The morning always feels heavier when her shadow crosses your path. You tell yourself it’s coincidence, that those black eyes with their blood-red crosses don’t seek you out on purpose, but lies are brittle things—and you’ve been breaking them since the first time she smiled at you like sin wearing a grin.
Arlecchino leans against the doorway of her crumbling apartment building, cigarette dangling from lips painted the color of bruised cherries. Smoke curls upward like a serpent, carrying that bitter tang of cheap weed and temptation—temptation she knows how to wield like a blade. Every inch of her posture screams ownership, even of things that don’t belong to her. Especially you.
You feel her stare before you meet it. Heavy. Drenched in something dangerous, something sharp enough to cut through the thin fabric of safety you’ve wrapped around your life. She watches you with the patience of a predator, and you—fool that you are—can’t look away.
“Still trying to change me, little one?” Her voice slithers between the morning hush, raspy and low, every syllable brushed with mockery and smoke. The question drips from her tongue like poison sugar, sinking deep into the marrow of your spine.

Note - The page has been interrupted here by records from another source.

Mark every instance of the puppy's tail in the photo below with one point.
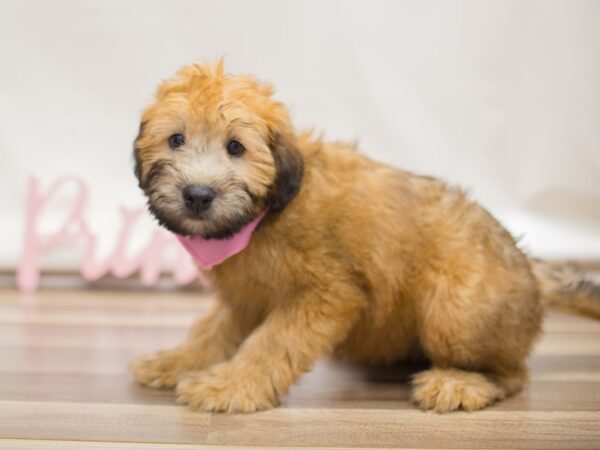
(565, 287)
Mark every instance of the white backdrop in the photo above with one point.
(502, 97)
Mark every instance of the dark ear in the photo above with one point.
(136, 156)
(289, 170)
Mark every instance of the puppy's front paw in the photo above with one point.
(222, 389)
(163, 369)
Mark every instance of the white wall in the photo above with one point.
(502, 97)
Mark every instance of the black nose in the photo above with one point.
(198, 198)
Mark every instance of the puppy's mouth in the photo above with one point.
(206, 224)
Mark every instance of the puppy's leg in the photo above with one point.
(286, 345)
(477, 342)
(212, 339)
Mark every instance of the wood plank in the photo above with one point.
(28, 444)
(63, 384)
(301, 427)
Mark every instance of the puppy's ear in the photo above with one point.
(137, 170)
(289, 168)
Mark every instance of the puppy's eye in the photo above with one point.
(234, 148)
(176, 140)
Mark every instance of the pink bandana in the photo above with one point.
(211, 252)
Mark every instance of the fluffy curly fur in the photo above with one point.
(354, 259)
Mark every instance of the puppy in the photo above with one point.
(352, 258)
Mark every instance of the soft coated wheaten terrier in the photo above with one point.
(353, 258)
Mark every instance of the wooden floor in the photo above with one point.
(64, 385)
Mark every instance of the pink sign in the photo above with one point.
(75, 229)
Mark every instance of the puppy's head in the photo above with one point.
(213, 151)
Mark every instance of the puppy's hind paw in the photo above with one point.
(219, 389)
(443, 390)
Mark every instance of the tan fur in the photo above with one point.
(368, 263)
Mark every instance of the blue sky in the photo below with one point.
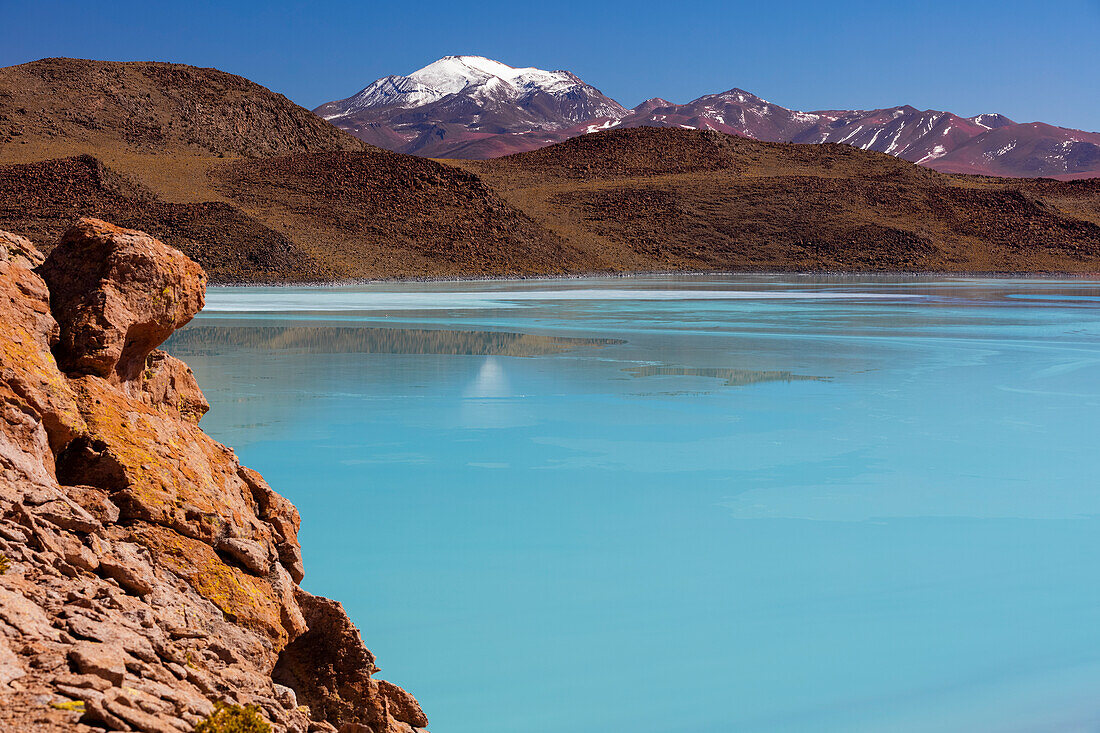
(1031, 61)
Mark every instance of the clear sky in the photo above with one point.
(1031, 61)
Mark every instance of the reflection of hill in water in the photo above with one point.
(733, 376)
(325, 339)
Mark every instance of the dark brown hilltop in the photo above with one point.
(669, 199)
(147, 578)
(153, 107)
(311, 204)
(40, 200)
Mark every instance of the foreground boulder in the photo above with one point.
(145, 575)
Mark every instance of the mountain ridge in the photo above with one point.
(464, 128)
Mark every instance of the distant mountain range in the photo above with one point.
(471, 107)
(256, 188)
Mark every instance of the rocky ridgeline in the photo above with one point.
(146, 573)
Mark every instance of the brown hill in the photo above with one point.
(161, 123)
(41, 200)
(385, 215)
(256, 189)
(149, 106)
(680, 199)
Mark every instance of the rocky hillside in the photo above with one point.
(147, 106)
(382, 215)
(41, 200)
(147, 580)
(466, 107)
(609, 201)
(690, 200)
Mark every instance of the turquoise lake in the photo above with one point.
(672, 504)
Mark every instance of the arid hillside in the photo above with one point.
(257, 189)
(680, 199)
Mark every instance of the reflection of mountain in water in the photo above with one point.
(323, 339)
(733, 376)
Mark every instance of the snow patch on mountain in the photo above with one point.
(479, 78)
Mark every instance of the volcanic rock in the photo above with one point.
(149, 573)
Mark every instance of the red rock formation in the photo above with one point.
(150, 575)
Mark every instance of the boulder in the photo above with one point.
(105, 660)
(118, 294)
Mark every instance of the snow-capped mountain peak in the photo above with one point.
(474, 77)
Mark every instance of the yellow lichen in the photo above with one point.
(70, 706)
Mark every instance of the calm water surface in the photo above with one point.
(690, 504)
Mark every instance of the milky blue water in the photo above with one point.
(690, 504)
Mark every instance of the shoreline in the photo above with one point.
(977, 274)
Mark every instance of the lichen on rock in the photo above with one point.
(150, 575)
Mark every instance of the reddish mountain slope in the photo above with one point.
(480, 120)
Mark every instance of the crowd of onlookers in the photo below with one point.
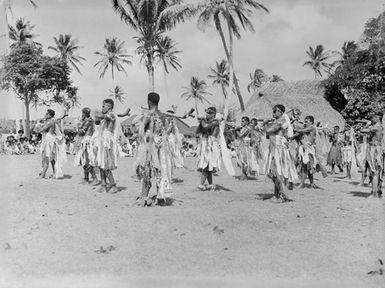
(19, 144)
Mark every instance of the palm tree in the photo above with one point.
(197, 91)
(234, 13)
(257, 78)
(220, 76)
(21, 33)
(67, 48)
(117, 93)
(115, 57)
(347, 49)
(147, 19)
(167, 55)
(6, 6)
(317, 62)
(276, 78)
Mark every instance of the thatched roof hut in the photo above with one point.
(307, 95)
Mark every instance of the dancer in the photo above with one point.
(279, 165)
(85, 156)
(244, 150)
(335, 156)
(256, 145)
(106, 146)
(295, 141)
(374, 157)
(52, 146)
(348, 151)
(307, 152)
(209, 152)
(153, 160)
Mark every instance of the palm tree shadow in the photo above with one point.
(177, 180)
(222, 188)
(360, 194)
(355, 183)
(172, 201)
(264, 196)
(121, 188)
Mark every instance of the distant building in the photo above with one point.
(307, 95)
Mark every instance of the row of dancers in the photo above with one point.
(293, 150)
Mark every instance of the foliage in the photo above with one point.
(117, 94)
(21, 33)
(115, 57)
(30, 73)
(67, 48)
(318, 58)
(357, 86)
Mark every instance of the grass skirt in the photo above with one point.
(279, 162)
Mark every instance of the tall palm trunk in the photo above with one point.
(196, 108)
(240, 99)
(165, 85)
(27, 125)
(3, 6)
(150, 70)
(231, 83)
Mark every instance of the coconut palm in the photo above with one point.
(146, 18)
(276, 78)
(117, 93)
(234, 13)
(220, 76)
(197, 91)
(21, 33)
(67, 49)
(347, 49)
(6, 6)
(318, 58)
(257, 78)
(167, 56)
(115, 57)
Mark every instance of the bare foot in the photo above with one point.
(102, 189)
(112, 189)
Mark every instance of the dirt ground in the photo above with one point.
(59, 233)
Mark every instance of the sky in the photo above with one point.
(278, 46)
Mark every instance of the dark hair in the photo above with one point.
(51, 112)
(311, 118)
(86, 111)
(246, 118)
(280, 107)
(153, 97)
(109, 101)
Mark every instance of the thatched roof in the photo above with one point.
(128, 122)
(307, 95)
(70, 123)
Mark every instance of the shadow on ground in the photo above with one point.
(360, 194)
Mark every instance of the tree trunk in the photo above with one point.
(240, 98)
(27, 125)
(23, 115)
(231, 82)
(4, 7)
(224, 92)
(196, 108)
(165, 86)
(150, 70)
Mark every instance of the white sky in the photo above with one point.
(278, 46)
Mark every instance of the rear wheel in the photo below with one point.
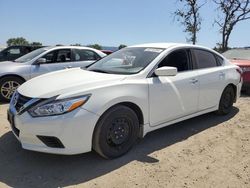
(8, 85)
(116, 132)
(226, 101)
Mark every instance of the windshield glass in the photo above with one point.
(126, 61)
(237, 54)
(31, 55)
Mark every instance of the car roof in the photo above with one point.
(73, 47)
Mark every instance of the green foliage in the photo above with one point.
(122, 46)
(96, 46)
(17, 41)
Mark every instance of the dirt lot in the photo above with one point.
(207, 151)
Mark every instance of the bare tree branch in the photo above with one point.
(234, 11)
(190, 18)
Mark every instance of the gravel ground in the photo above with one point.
(206, 151)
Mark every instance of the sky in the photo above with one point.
(107, 22)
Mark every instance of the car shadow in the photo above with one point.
(21, 168)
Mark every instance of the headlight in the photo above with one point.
(57, 107)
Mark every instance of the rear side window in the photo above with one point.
(204, 59)
(84, 55)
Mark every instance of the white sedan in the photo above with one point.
(121, 98)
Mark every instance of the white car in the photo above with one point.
(41, 61)
(110, 105)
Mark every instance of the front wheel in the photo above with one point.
(116, 132)
(8, 86)
(226, 101)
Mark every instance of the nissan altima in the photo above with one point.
(121, 98)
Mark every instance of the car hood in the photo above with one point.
(241, 62)
(69, 81)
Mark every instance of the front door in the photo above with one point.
(172, 97)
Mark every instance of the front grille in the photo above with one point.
(51, 141)
(21, 100)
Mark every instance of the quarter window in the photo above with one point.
(85, 55)
(178, 59)
(58, 56)
(205, 59)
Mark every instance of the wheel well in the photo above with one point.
(235, 90)
(13, 75)
(136, 109)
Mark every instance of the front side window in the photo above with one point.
(204, 59)
(31, 55)
(84, 55)
(127, 60)
(178, 59)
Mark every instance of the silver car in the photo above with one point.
(41, 61)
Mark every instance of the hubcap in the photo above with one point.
(8, 88)
(118, 132)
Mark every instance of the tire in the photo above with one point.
(116, 132)
(8, 85)
(226, 101)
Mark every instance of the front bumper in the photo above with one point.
(74, 130)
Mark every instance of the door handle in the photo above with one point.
(193, 80)
(68, 67)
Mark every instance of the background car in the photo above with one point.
(40, 61)
(122, 97)
(241, 57)
(13, 52)
(107, 51)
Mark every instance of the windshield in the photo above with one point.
(237, 54)
(31, 55)
(126, 61)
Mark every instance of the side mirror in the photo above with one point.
(166, 71)
(41, 61)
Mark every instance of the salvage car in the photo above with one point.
(13, 52)
(121, 98)
(41, 61)
(241, 57)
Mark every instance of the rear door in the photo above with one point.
(211, 75)
(55, 60)
(172, 97)
(83, 57)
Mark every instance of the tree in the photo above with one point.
(96, 46)
(122, 46)
(17, 41)
(36, 44)
(233, 12)
(190, 18)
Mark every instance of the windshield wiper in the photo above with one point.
(99, 70)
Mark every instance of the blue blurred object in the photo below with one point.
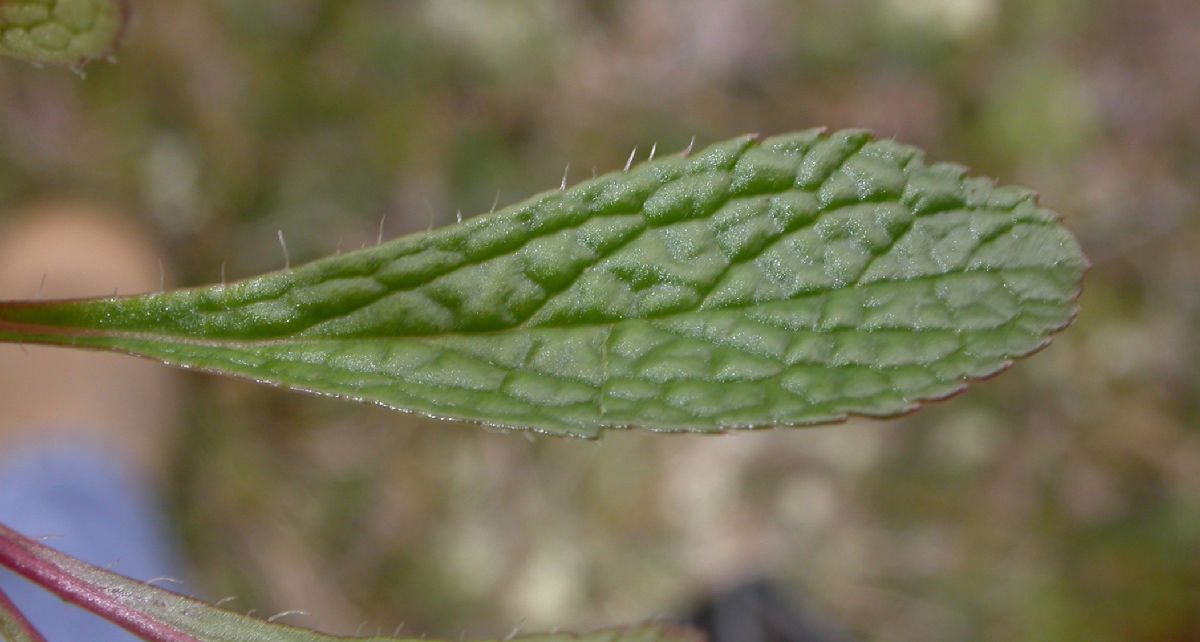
(760, 611)
(81, 499)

She exhales slow, deliberate. A ribbon of gray escapes her lips as her fingers toy with the cigarette, dragging her own weed from the thin paper with an ease that suggests she was born doing this. That scent—burnt earth and sin—wraps around you, making the world feel smaller, tighter, like it’s folding in on itself until all that exists is her voice and your pulse.
Arlecchino tilts her head, black-red eyes narrowing in amusement. “You’re brave,” she says softly, but there’s something cruel in the way her mouth curves—like a wolf smiling at a lamb. “Or stupid.” Her free hand dips into the pocket of her jacket, pulling free a small bag of green that catches the light like a dirty jewel. She dangles it between two fingers, an unspoken invitation and a threat all at once.
Her boots scrape against the pavement as she steps closer, slow, savoring the sound like it’s part of some ritual only she understands. The air thickens, every inhale painted with the bitter perfume of smoke and something darker—ownership, obsession, the thrill of knowing you’ll never outrun her shadow no matter how fast you run.
“Are you truly sure?” The question tastes like venom as it slides from her tongue. And though you know you should turn, flee, do anything but stay, your feet remain rooted. Because in the black-red depths of her eyes, you see something you’ll never admit: you’ve been waiting for this.